New Democrats will strongly support efforts by the government to provide aid and relief to those affected and do what we can to help people in their great time of need.

On behalf of all New Democrats, we send heartfelt condolences to the people of Japan and all those who have lost loved ones in this tragedy.

Religious Freedom
Statements By Members

11 a.m.

Conservative

David Sweet Ancaster—Dundas—Flamborough—Westdale, ON

Mr. Speaker, the world became a more dangerous place on March 2 when Pakistan's minister for minorities, Shahbaz Bhatti, was brutally gunned down in his country's capital. Others in the House have risen to condemn the extremist assassins and our Prime Minister, on behalf of all Canadians, has expressed deep shock and sadness.

It is alarming enough that Minister Bhatti was the only Christian minister in Pakistan's government, but the ruthless ambush and murder is made all the more outrageous because he was killed for standing up for religious freedoms, standing up for those of all faiths in his country where, unlike our own, such freedoms can never be taken for granted.

Too often Pakistan's blasphemy laws are abused to restrict freedom of religion and expression. They have been used disproportionately to target religious minorities. Canada and the international community have called upon Pakistan for this to stop. After last Wednesday, the world is now watching more closely than ever.

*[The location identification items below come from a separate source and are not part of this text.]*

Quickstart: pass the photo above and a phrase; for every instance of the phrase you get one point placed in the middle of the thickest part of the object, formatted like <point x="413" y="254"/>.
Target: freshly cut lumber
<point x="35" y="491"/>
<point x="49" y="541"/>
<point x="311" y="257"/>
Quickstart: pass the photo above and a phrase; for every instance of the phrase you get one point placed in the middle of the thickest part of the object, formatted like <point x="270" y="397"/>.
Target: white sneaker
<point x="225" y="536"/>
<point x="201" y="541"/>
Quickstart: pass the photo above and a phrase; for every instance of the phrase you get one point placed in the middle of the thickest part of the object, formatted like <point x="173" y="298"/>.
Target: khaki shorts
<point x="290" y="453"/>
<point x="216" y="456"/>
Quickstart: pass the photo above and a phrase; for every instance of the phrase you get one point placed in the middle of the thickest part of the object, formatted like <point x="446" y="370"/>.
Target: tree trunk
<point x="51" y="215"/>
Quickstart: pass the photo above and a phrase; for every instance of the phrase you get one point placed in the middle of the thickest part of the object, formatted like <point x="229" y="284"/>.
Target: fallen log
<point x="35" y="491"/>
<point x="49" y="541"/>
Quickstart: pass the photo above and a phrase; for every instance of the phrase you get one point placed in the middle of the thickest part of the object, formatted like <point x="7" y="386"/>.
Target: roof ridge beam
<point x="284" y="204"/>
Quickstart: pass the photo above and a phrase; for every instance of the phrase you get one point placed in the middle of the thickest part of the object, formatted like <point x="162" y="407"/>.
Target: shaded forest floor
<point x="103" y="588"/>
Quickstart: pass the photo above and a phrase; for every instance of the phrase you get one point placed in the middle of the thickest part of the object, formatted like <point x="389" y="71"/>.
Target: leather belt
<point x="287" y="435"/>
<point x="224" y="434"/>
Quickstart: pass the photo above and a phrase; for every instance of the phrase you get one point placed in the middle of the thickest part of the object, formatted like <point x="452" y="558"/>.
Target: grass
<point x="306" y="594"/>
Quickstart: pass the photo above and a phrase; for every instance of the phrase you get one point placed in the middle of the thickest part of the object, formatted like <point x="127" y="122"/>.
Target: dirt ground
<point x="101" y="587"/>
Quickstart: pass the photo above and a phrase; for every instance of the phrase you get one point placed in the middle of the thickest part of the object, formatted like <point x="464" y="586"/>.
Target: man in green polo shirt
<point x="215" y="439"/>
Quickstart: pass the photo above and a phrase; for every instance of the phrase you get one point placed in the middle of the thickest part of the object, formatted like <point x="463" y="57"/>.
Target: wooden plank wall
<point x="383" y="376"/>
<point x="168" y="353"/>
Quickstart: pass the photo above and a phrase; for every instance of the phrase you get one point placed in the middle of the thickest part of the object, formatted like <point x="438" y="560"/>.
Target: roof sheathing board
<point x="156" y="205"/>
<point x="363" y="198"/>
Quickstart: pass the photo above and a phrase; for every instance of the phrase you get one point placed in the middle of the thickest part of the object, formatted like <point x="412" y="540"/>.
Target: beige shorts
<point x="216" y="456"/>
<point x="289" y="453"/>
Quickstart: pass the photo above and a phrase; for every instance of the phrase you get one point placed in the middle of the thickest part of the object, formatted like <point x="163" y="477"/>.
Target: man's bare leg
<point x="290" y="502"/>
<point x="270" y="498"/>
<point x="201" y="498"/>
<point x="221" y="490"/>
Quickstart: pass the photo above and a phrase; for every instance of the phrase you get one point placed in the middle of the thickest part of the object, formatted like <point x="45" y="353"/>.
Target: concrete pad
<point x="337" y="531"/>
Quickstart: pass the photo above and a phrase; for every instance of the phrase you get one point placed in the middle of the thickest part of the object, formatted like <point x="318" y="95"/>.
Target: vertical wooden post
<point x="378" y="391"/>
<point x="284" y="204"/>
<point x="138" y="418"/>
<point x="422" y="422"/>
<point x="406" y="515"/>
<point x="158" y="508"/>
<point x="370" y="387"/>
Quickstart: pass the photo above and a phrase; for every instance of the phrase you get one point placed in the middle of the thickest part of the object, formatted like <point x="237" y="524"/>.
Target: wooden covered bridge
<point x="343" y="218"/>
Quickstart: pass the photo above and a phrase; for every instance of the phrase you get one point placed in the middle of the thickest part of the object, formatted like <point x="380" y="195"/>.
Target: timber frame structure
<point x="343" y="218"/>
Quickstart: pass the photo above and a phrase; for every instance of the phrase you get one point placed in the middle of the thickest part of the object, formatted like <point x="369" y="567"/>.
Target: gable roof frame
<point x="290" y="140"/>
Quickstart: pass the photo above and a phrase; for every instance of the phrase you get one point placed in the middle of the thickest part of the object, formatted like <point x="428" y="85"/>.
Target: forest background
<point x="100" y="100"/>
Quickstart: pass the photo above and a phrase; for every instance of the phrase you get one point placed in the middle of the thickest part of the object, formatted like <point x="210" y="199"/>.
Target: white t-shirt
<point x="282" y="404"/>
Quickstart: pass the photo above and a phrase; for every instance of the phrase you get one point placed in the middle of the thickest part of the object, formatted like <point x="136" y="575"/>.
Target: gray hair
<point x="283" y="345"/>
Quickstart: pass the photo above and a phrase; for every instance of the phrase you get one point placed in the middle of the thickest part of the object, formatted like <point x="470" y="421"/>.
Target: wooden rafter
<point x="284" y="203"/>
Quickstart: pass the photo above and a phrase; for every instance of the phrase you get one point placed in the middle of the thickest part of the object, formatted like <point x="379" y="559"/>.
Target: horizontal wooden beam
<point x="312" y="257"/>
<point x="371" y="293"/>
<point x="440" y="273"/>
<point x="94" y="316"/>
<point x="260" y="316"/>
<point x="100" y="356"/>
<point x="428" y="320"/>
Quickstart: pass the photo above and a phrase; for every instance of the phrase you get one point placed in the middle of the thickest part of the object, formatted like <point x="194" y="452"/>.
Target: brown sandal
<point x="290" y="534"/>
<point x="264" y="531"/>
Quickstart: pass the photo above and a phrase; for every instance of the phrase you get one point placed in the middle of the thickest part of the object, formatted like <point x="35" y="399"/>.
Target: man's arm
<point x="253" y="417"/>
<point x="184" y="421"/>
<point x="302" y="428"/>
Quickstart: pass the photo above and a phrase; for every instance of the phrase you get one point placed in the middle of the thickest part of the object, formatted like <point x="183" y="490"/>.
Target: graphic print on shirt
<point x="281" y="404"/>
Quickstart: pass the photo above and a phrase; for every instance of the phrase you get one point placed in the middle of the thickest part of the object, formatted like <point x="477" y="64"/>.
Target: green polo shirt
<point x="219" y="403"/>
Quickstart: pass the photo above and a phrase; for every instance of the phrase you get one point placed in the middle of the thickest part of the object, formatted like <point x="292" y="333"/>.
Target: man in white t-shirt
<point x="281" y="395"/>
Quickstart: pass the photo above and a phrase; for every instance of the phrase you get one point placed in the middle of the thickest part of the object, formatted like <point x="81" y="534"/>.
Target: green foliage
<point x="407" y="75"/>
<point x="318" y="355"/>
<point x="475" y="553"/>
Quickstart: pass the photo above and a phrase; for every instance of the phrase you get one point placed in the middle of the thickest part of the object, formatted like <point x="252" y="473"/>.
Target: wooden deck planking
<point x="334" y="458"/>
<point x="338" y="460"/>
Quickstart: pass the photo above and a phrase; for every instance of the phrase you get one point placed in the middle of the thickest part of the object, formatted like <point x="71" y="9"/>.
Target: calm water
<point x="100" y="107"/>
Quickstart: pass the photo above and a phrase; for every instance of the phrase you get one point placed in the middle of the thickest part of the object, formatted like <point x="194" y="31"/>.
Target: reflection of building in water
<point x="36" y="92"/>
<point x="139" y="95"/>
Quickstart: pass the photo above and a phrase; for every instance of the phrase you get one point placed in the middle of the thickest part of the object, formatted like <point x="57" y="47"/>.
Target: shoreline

Let us be mindful of Shahbaz Bhatti's great legacy. May his example strengthen our own resolve to challenge extremism wherever and whenever we may find it.

Evening of la Francophonie
Statements By Members

11:05 a.m.

Liberal

Lise Zarac LaSalle—Émard, QC

Mr. Speaker, next Wednesday, March 16, the Club Richelieu LaSalle will present its fifth annual Soirée de la Francophonie, in co-operation with the borough of LaSalle.

This event has been gaining popularity since it began. It is always held as part of the Semaine de la Francophonie, with the goal of celebrating the French language and culture. The Club Richelieu LaSalle takes advantage of the opportunity to crown its “francophone personality of the year” and hand out awards to students in public speaking, dictation and poetry competitions.

I would like to take a moment to commend the magnificent work done by Gilles Dubien, chair of the organizing committee, who, for over five years now, has worked diligently to make each edition of the Soirée de la Francophonie a tremendous success.

On behalf of my constituents, I would like to sincerely congratulate him on this remarkable initiative, which helps to promote our beautiful French language.